Background
Autism spectrum disorder (ASD) is primarily characterized by impairments in social communication skills and the presence of repetitive and stereotypical behaviors [
1]. Recent research shows that many genes implicated in ASD are involved in formation and regulation of synaptic pathways and neural connections [
2,
3]. Given that the pruning and modification of such synapses and neural pathways are partly shaped by experience [
4,
5], studies of brain connectivity in very young children with ASD, or in infants ‘at risk’ for developing ASD, are critical.
Structural and functional MRI studies in adults with ASD have predominantly reported weaker long-range cortico-cortical connections [
6,
7]. The studies that used electro- (EEG) and magneto-encephalography (MEG) also primarily found reduced functional connectivity, although the results were more variable (see Additional file
1). In contrast, more recent fMRI studies in younger (pre-pubertal) children with ASD have reported
increased functional connectivity in brain networks [
8‐
10]. Further, functional hyper-connectivity associates with greater severity of autism symptoms in children [
8]. In line with the increased functional connectivity findings, recent diffusion tensor imaging studies revealed that young children and toddlers with ASD have atypically early maturation of white matter [
11‐
14].
The presence of different patterns of connectivity abnormalities in children and adults with ASD may reflect an atypical trajectory of brain development. The early overgrowth of white and gray matter during infancy and toddlerhood in individuals with ASD is followed by normal or decreased growth during later childhood [
15‐
18]. This pattern of atypical development seems to be a particular feature of the temporal, frontal, and cingulate cortices that play crucial roles in attention, emotions, and social cognition [
15,
18‐
21]. It is possible that the early increases in fMRI connectivity reported in younger children with ASD reflect their early brain overgrowth. On the other hand, the under-connectivity reported in adolescences and adults with ASD may be linked to the reduced brain growth during later childhood and/or to some compensatory processes.

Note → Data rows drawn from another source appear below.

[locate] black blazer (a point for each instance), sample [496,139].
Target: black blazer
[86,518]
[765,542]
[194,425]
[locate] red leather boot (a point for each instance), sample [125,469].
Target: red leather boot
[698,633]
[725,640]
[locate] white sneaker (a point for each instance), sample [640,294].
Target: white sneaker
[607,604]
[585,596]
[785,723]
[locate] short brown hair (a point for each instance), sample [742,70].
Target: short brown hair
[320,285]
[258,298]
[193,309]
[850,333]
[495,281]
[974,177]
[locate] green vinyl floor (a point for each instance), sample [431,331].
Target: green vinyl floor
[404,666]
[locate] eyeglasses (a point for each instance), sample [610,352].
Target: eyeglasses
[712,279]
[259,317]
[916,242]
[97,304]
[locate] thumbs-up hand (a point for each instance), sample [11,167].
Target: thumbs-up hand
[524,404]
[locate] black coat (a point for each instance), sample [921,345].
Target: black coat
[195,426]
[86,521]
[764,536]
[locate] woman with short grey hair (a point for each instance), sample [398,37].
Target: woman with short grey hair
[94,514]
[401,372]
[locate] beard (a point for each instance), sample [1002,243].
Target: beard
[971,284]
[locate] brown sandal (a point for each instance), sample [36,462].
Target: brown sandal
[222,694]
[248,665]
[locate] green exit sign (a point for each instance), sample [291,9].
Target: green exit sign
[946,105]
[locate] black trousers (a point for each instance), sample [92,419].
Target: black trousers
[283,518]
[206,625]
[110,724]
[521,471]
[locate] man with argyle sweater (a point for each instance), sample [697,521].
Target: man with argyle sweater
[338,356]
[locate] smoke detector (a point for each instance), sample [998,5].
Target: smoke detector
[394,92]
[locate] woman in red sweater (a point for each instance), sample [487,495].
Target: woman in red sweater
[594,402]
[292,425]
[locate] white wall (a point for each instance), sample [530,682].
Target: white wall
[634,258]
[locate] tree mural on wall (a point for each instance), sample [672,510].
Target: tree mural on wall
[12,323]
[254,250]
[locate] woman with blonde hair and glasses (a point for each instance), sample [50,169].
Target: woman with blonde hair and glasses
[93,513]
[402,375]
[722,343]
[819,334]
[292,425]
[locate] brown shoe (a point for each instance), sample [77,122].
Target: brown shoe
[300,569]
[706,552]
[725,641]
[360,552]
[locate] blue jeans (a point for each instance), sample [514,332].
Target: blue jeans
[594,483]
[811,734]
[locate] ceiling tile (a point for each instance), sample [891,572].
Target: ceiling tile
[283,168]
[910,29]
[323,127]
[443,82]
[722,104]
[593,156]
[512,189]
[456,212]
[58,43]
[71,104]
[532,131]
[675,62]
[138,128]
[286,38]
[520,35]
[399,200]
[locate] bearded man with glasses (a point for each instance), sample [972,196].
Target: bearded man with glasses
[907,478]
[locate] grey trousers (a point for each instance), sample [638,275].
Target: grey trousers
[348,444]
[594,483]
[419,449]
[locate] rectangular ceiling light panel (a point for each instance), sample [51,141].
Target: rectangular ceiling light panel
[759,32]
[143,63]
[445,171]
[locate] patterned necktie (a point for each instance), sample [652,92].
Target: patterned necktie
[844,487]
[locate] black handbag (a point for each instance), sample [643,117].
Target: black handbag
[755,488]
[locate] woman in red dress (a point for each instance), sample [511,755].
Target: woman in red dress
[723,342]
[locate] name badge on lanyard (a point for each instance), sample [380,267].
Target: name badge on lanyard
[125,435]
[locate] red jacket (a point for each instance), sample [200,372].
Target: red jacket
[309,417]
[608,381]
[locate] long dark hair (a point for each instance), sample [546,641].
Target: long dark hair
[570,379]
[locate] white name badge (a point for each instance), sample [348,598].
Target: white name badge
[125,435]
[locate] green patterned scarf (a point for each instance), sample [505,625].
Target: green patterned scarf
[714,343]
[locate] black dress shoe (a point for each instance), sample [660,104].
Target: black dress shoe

Siblings of children with ASD have an increased risk of developing the disorder [
22]. Therefore, studies in infant siblings of children with ASD allow one to study the early signs of the disorder before reliable diagnosis is obtained in later childhood. A recent longitudinal study found atypical developmental trajectories of cortical fiber tracts in at-risk infants who displayed ASD features at 2 years of life [
14]. Specifically, development of most fiber tracts studied in the infants with later ASD was characterized by higher fractional anisotropy (FA) values at 6 months, followed by slower change over time relative to high-risk infants with few autistic traits assessed at 24 months. Thus, by 24 months of age, those with emerging ASD had lower FA values.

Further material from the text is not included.